How can a company go to court to defend its trade secrets without discussing those secrets publicly? The answer: with difficulty and a lot of motions to file sealed documents. This is why trade secret cases are so rare and such a big deal when companies decide to file them. It is not a light undertaking, potentially revealing knowledge that constitutes the bread and butter of your business.
For this reason, an accusatory letter dealing with trade secrets, sent by Elon Musk’s X (formerly Twitter) to Meta, has already caused ripples in the IP world – though legal experts have already predicted the failure of this claim based on the information released so far.
X’s Case Against Meta
Several competitors to the former Twitter website have cropped up since Musk’s takeover, including BlueSky and Mastodon. Part of their proliferation hinges on Musk’s alienation of many X site users – at this point, they may be primed to jump to any similar competitor. Meta’s answer to this opportunity was Threads.
Musk’s letter alleges that former Twitter employees ferried trade secrets when they started working at Meta. He claims this is why the structure of Threads resembles X so closely. Both are “micro-blogging” social platforms, in which users make fairly short, mostly text-based statements. Other users can interact by leaving comments, liking, or sharing the statements publicly or privately.
But… Do They Really Have a Case?
However parallel their functionalities, a trade secret claim is a hefty one to substantiate, especially since it is difficult to put one’s finger on what is so special about the X/Twitter formula. Link sharing? No. Comments, shares, and DMs? No. Character limits? Maybe, but that boundary has loosened over time, relinquishing Twitter’s distinctive forced brevity.
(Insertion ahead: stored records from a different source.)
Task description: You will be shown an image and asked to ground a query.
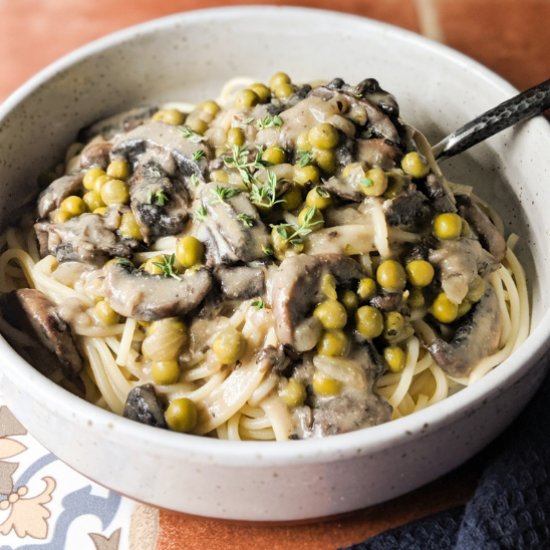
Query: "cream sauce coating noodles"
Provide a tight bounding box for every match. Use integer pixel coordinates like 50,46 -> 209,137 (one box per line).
0,73 -> 529,440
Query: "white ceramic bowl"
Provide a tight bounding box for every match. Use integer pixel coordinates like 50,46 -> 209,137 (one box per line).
0,7 -> 550,521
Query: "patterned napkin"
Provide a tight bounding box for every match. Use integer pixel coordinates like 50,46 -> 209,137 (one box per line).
0,377 -> 550,550
349,376 -> 550,550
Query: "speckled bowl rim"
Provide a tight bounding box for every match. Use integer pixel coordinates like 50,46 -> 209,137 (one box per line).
0,6 -> 550,467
Furthermore, Meta denies that its current employees have any history with Twitter. A spokesperson for the tech giant gave his take on the Threads platform: “No one on the Threads engineering team is a former Twitter employee — that’s just not a thing.”
Details, Details, Details
First of all, what sort of claim are we dealing with here? Is this infringement?
In the realm of trade secrets, we speak of misappropriation rather than infringement. This means that the trade secret was wrongfully taken, wrongfully acquired, and/or wrongfully used.
As Reuters aptly describes in this legal article, many companies seeking trade secret misappropriation claims get the cart before the horse. This is because, to be legitimate, trade secret claims need to follow a logical, three-step order:
- Establish that the trade secret was eligible for protection
- Show that you took reasonable measures to protect the trade secret
- Demonstrate that, in spite of these measures, the trade secret information was acquired or disclosed improperly
Many businesses try to jump to Step 3 before they have adequately proven that something meets the narrow qualifications of a trade secret. On top of that, they have not taken basic security measures, like encrypting digital information. Businesses will also make the mistake of leaning on overly broad NDAs – but the reality is, if they do not specifically articulate what employees cannot disclose, they may not be able to solidify a trade secret claim.
In terms of misappropriation, what makes an acquisition or disclosure “improper”? This often signifies subterfuge on the part of one business to obtain a competing business’s “special sauce,” or a breach of confidentiality on the part of a trade secret holder. And, yes, this can include almost theatrical actions like spying, stealing, or misrepresenting oneself to get information.
Is Misappropriation of Trade Secrets Ever “Appropriate”?
No – but, like infringement, there are lawful instances in which a trade secret might surface or occur. If a business discovers their competitor’s trade secret independently, even if they were intentionally trying to reverse engineer the result, it is not misappropriation. If a former employee of a company discloses a trade secret to their new employer, but the new employer could not logically deduce that it was a trade secret – that is also not misappropriation, on the part of the employer.
However, if the company who learns a trade secret should have known that it was one – for instance, if a new employee leaves a notecard on the desk of the CEO titled “COCA-COLA’S SUPER SECRET RECIPE FROM MY OLD JOB” – they can be held liable for trade secret misappropriation, even if they did not ask to be told the trade secret.
Unlike copyrights and trademarks, trade secrets can be pursued in both civil court and criminal court, depending on the circumstances.
Cloudy with a Chance of Settling Out of Court
Because it behooves most businesses to keep their trade secrets, well, a secret, it is common for these claims to be settled confidentially outside of court. Well before litigation, seek the help of a legal professional as soon as you realize your business’s operations may harbor a trade secret. This is valuable intellectual property that needs solid protection.